Practically any garden can benefit from a thorough examination of the framework upon which the stylish clothes of spring and summer will hang next year. An annual critical revue can give the perfect excuse to visit larger, grander, older gardens when they are quiet and to ’borrow’ ideas that you might never have thought of yourself. It never ceases to intrigue me how some of the basic grand design principles established 300 years ago by people who had huge swathes of the English countryside to mould and change to their liking remain relevant to us today. If you have never been to Stourhead in Wiltshire or Blenheim Palace in Oxfordshire you are missing a treat. In these gardens you will see lakes, rivers, vistas, huge mature trees and an entire village all moved and remodelled to make the perfect picturesque English Landscape Garden.
Did you know we have the finest example of an English Landscape Forest Garden right here in Gloucestershire? Entry is free almost every day of the year to Cirencester Park, an incredible Grade 1 listed example of design and forward planning. In the Park you will see some superb examples of design principles such as symbolism, borrowed landscape, focal points, tactical planting and ways to visually link the house to the garden. And guess what? All those design principles are still relevant today and are achievable in our own more modest corners of the English countryside!
At Blenheim the huge Triumphal Column is the grandfather of all focal points. However, you can easily place a more suitable statue, mirror, building or feature in a corner of your garden to make the most intriguing focal point.
A small forest is used as tactical planting at Stourhead. It hides a thrilling vista from view until the very last moment when you round a bend in the path.
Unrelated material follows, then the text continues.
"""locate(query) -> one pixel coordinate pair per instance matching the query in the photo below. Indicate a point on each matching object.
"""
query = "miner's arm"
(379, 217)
You can achieve the same effect with just one tree or medium sized shrub, and the vista can be a simple ornament, specimen plant or anything that takes your fancy.
The most common design trick used by the grand designers to link house with grounds was to place a three acre lake where it would reflect the house, thus giving twice the impact of its splendour. We can easily enhance the visual value of our homes by using plants such as climbers to frame the house or planting styles that associate with the era or style of the property.
Borrowed landscape is the art of linking your garden to the bigger outside picture, by either framing a distant view or using similar planting styles to those visible outside your garden. Cirencester Park has done this on a grand scale by making the distant Coats Church appear to be within the grounds of the Park as seen from Pope’s Seat. I have used the same design principle to great effect in a tiny town centre courtyard. Three small trees were planted that matched three much larger trees in a distant garden, the visual effect of joining the two gardens together had a very positive impact on the smaller space. Size does not matter when it comes to getting bang for your buck in the garden.